Military service has been described as consisting of long periods of boredom punctuated by moments of sheer terror. The hope is that training will kick in at crucial moments to enable personnel to perform the right action at the right time in the face of all adversity.
Looking to make it simpler for IT security professionals to respond similarly in the face of a cybersecurity attack, Carbon Black has partnered with IBM to create an offering that promises to automatically remediate vulnerabilities once the vector of a particular attack is discovered.
Tom Barsi, senior vice president of business development for Carbon Black, says the two companies have tightly integrated endpoint protection software from Carbon Black with QRadar security analytics and Big Fix automated patch management software.
“The goal is to reduce the attack surface as quickly as possible,” says Barsi.
Under the terms of the alliance, Carbon Black is sharing security intelligence data with IBM, which in turn uses that information to advise IT security professionals where they have the most exposure as it pertains to a specific attack.

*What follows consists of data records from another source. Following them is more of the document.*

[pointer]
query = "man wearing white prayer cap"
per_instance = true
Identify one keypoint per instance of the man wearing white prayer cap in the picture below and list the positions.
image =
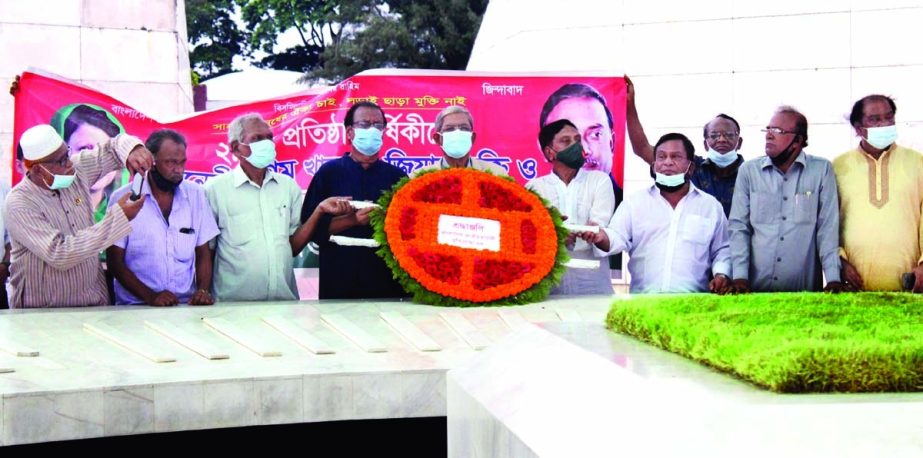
(55, 245)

Those IT professionals can then employ Big Fix to automatically deliver the patches in the most critically important order required.
Carbon Black and IBM are part of a much larger industry trend involving tighter coupling of endpoint security and automation to create a closed-loop approach to security that takes advantage of Big Data analytics. Those approaches not only promise to improve IT security, but they should also allow IT organizations to enable a IT security department to respond to an IT security attack with much greater alacrity.
Of course, none of this does much to prevent attacks from being launched in the first place. But by sharing data more proactively about those attacks, the amount of drama associated with responding to them should be considerably reduced, to the benefit of all concerned.